Preceded by: “MNM,” USA, A portrait of chosen sisters - two emerging runway divas in the drag ballroom community.
Saturday, Oct. 14
Top Drawer Shorts
“Cousins,” USA. Two cousins born in separate countries reunite in Brooklyn over dinner when a run-in with an ex turns the night into a mission of revenge.
“AC Unit,” USA. Two best friends living in Brooklyn during the height of a heatwave encounter disaster when installing an AC unit.
“Dilating for Maximum Results,” USA. A black trans woman decides to hook up IRL with her online boyfriend.
“The Script,” USA. Explores the complicated relationship between trans and nonbinary communities and medical providers regarding gender affirming care.
“As You Are,” USA. When an interabled queer couple spends the night together for the first time, they navigate the power of loving someone else through healing their relationships with their own bodies.
“Diomysus,” UK. With interviews from the UK polyamory community (told with puppets), this film asks if we’re more open to taboo ideas.
“(In)convenience,” USA. An unexpected love story develops over a box of tampons between a mini-mart cashier and a guy in transition.

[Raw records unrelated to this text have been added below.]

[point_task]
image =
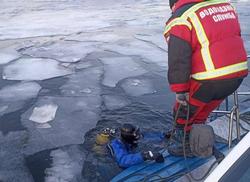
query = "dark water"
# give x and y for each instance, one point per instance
(97, 165)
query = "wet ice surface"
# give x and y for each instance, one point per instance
(71, 68)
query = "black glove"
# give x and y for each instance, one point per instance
(156, 156)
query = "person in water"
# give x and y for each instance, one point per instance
(123, 148)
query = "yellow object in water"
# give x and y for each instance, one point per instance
(102, 138)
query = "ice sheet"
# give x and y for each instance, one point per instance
(150, 53)
(34, 69)
(65, 51)
(83, 83)
(44, 113)
(19, 92)
(75, 116)
(138, 87)
(49, 22)
(7, 55)
(115, 102)
(118, 68)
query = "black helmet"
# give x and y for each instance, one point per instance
(130, 134)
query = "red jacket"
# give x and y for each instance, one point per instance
(204, 43)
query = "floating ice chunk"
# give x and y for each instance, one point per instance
(44, 113)
(118, 68)
(115, 102)
(138, 87)
(154, 39)
(83, 83)
(20, 91)
(64, 51)
(149, 52)
(7, 55)
(47, 20)
(43, 125)
(34, 69)
(63, 169)
(103, 37)
(3, 108)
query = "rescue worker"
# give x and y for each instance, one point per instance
(206, 58)
(124, 147)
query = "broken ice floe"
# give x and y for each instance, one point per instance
(44, 114)
(34, 69)
(138, 87)
(64, 51)
(83, 83)
(150, 53)
(118, 68)
(7, 55)
(20, 91)
(115, 102)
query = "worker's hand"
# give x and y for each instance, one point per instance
(182, 98)
(149, 155)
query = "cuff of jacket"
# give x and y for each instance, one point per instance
(180, 87)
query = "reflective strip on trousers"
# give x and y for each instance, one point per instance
(221, 71)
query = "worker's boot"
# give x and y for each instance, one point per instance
(176, 148)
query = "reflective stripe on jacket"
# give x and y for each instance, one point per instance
(212, 30)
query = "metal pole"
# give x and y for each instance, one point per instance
(230, 133)
(237, 114)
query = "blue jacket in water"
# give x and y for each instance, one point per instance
(123, 153)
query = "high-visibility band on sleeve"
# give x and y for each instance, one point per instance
(221, 71)
(202, 4)
(177, 21)
(204, 42)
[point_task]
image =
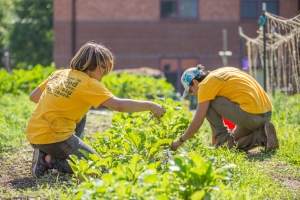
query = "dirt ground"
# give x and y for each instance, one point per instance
(15, 167)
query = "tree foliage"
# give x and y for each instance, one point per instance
(31, 34)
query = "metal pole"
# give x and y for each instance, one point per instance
(241, 47)
(73, 27)
(225, 63)
(264, 42)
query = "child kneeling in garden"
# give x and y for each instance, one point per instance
(63, 99)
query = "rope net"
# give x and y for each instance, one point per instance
(282, 53)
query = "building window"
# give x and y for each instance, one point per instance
(253, 8)
(175, 9)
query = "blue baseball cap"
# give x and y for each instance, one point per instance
(187, 78)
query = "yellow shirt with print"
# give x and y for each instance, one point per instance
(67, 96)
(236, 85)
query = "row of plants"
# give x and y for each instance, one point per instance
(136, 162)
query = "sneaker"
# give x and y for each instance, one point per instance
(229, 140)
(270, 133)
(39, 167)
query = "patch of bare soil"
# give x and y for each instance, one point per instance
(15, 173)
(288, 178)
(15, 176)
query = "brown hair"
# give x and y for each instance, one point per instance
(203, 73)
(92, 55)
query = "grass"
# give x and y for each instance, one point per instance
(257, 175)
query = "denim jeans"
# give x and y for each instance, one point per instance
(248, 129)
(60, 151)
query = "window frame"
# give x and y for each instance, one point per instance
(178, 11)
(259, 8)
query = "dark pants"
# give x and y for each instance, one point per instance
(247, 133)
(60, 151)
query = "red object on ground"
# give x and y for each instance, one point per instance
(230, 125)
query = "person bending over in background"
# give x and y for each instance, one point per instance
(63, 99)
(233, 94)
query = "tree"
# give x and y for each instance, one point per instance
(31, 35)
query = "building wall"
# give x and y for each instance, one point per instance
(134, 32)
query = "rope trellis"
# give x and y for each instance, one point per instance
(282, 53)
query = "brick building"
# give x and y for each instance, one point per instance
(170, 35)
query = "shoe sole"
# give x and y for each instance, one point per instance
(272, 141)
(34, 162)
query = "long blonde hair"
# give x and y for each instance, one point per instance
(92, 55)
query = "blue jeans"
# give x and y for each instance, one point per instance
(248, 129)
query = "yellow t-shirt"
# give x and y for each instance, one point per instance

“Lie with Me,” France. A celebrated novelist travels to his hometown after more than 30 years away. There, he meets the son of his secret teenage love who is inquisitive for information on his now deceased father.
Preceded by: “L’ApprenanfinTe,” (The Learner), USA/France, An American college student takes French immersion classes in the process of finding herself abroad in Paris.
“It’s Only Life After All,” USA. Blending 40 years of home movies, raw film archive, and intimate present-day verité, a poignant reflection from Amy Ray & Emily Saliers of Indigo Girls – the iconic folk-rock duo. A timely look into the obstacles, activism, and life lessons of two queer friends who never expected to make it big.
“Glitter & Doom,” USA. In a fantastical summer romance musical told with the iconic hits of the Indigo Girls. The film is about a struggling musician who wears charisma as camouflage and a carefree kid about to run away with the circus who fall in love at first sight.
Sunday, Oct. 15
“Golden Delicious,” Canada. Everyone wants something from high school senior Jake: his father is pushing him to try out for the basketball team and his girlfriend wants to take their relationship to the next level. But it’s not until Aleks, an openly gay teen with a love for basketball, moves in across the street that Jake begins to struggle with his own desires.
Jess Plus None,” USA. A reluctant maid of honor must attend her best friend’s off-the-grid wedding in the woods, where she’s forced to confront her ex-girlfriend, all her more successful college friends, and every bad choice she’s made in her life so far.
“Fancy Dance,” USA. Following her sister’s disappearance, a Native American hustler kidnaps her niece from the child’s white grandparents and sets out for the state powwow in hopes of keeping what is left of their family intact.